How to find an exact string match in a list of folder names
31 visualizzazioni (ultimi 30 giorni)
Mostra commenti meno recenti
Richard Rees
il 15 Mar 2020
Commentato: Image Analyst
il 16 Mar 2020
Hello erveryone,
I have a problem trying to extract data from a sequence of files, based on exact string names contained within the subfolder names. The problem I have is extracting data to Y_NODE and XY_NODE because contain cannot differentiate between 'Y_High' and 'XY_High' and is extracting all the data into Y_High variable. I have tried contains, matches, strcmp, strfind etc but I cannot get it to match correctly and assign the data to the correct cell array.
I cannot attached the raw data because it is too large, but the list of folder names is attached.

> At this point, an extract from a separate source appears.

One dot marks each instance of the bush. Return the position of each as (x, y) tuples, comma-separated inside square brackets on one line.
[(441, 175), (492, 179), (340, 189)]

Could someone help please?
pattern = ["No_High1_add_on","X_High1_add_on","Y_High1_add_on","XY_High1_add_on"];
for k = 1:numberOfFolders
% Get this folder and print it out.
thisFolder = listOfFolderNames{k};
if contains(thisFolder,pattern(1))
J = 1;
elseif contains(thisFolder,pattern(2))
J = 2;
elseif contains(thisFolder,pattern(3))
J = 3;
elseif contains(thisFolder,pattern(4))
J = 4;
else
continue
end
filePattern = sprintf('%s/*node.csv', thisFolder);
baseFileNames = dir(filePattern);
numberOfImageFiles = length(baseFileNames);
if numberOfImageFiles >= 1
% Go through all those files.
for f = 1 : numberOfImageFiles
fullFileName = fullfile(thisFolder, baseFileNames(f).name);
if J == 1
NO_NODE{k} = importdata(fullFileName);
elseif J == 2
X_NODE{k} = importdata(fullFileName);
elseif J == 3
Y_NODE{k} = importdata(fullFileName);
elseif J == 4
XY_NODE{k} = importdata(fullFileName);
else
end
end
end
fprintf(' Folder %s has no files in it.\n', thisFolder);
end
0 Commenti
Risposta accettata
Guillaume
il 16 Mar 2020
Modificato: Guillaume
il 16 Mar 2020
It's simple to solve: rather than testing first for 'X' then 'Y' then 'XY', test first for 'XY' then 'X' or 'Y' then the other. If the first test pass, then it's guaranteed to be 'XY'.
Note that a bunch of if...elseif... that all do the same thing is usually a bad design. It's not easy to extend to many more patterns. If you had 30 different patterns, would you write 30 different tests. A loop would make the code much simpler:
pattern = ["No_High1_add_on", "XY_High1_add_on", "X_High1_add_on", "Y_High1_add_on"]; %XY pattern MUST precede X and Y pattern since it is a superset
for k = 1:numel(listOfFolderNames)
% Get this folder and print it out.
thisFolder = listOfFolderNames{k};
matchedpattern = 0
for patternindex = 1:numel(pattern)
if contains(thisFolder, pattern(patternindex))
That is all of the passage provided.